If they have to convince people to stay members of the union, they may actually earn their money for “organizing”. When public employees were forced to pay fees, whether they want to be a union member or not, it makes one’s “organizing” job a hell of a lot easier, I would think.

Then there’s the various hangers-on of political campaigns. If public union campaign cash is drained away, there are a lot fewer ineffective campaign consultants who can be hired.


I don’t think that an adverse ruling by SCOTUS would actually kill public employee unions, and it definitely won’t kill the political power of public employees.

The hysteria more represents the very vested interests of specific individuals who profit from forced-fees-paying to have a job. They would definitely be affected – either they lose money, or they have to work a lot harder to keep the same money. Man, it’s tough being in a competitive biz.


Let’s see what Mark Glennon at Wirepoints says:

Oral arguments in the United States Supreme Court this morning offered no additional clues about how the Janus case will be decided.

At issue are mandatory dues paid by public sector employees to unions. If the case goes as expected, public employees would be free to opt entirely out of paying dues, essentially rendering all states right-to-work for public sector employees.

The long-term implications for Illinois are hard to overstate.

Much of what broke Illinois stems from public unions having too much power over lawmakers. How did we get unaffordable pensions, rigged collective bargaining, burdensome work rules, broken prevailing wage mandates and costly unfunded mandates imposed by Springfield on our towns and cities?

Public union cash and the resulting clout accounts for most of it, and mandatory dues are the source.

Just don’t expect immediate impact in Illinois if the case goes in favor of the worker who brought the suit, Illinoisan Mark Janus. It will take years for any impact to materialize in election results and reforms.

Keep in mind that this is not the potential death knell for unions that many have hysterically claimed. Right-to-work states still have plenty of union membership. That’s as it should be. Personally, I believe in the principle of collective bargaining wherever workers decide they need it to counteract an imbalance of bargaining position. That principle can be honored without forced dues.

But in Illinois and some other states, public union power has simply gone too far. Here, less than three percent of our population is a member of a public union. How could so small a portion of the population exert so much influence and inflict so much financial damage? The balance of power is wrong.

I think Glennon is a bit optimistic here.

It’s an easy answer to blame the unions in Illinois. The power is that these public employees see their job as an asset they own. They won’t get fired. They can vote for their bosses, whether or not they have a union representing them. They assume they’ll stay in their job longer than politicians can stay in theirs.

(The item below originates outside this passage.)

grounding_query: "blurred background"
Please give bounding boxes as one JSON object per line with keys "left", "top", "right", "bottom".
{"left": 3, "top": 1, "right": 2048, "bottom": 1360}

Sure, money is a tool to get politicians’ attention, but the most attention-grabbing item is a bloc of voters.

From one who has been forced to pay fees to a union I wasn’t a member of when I taught at UConn (and who really wasn’t interested in the items they negotiated for), I would love Janus to come down where state employees are not required to be union members and are not required to pay fees if they’re not union members. But I am under no illusion that this will kill the political power of government employees.

They still have interests, and they still have the power to vote. It would take something like not allowing government employees or political officals to vote to remove some of that power… but those people also have friends and family who would vote their interests, too.

I can think of less radical “fixes”, but I think they would be more destructive than helpful. It’s like trying to fix human nature.

Just know that once people see political positions or government jobs as something they own, they will exercise their powers to keep these, and do not require any official unions for this.

There are very specific individuals whose livelihoods are threatened, but they’re union leaders and various hangers-on, not the public employees themselves.

Without the union, the public employees are not going to forget their power.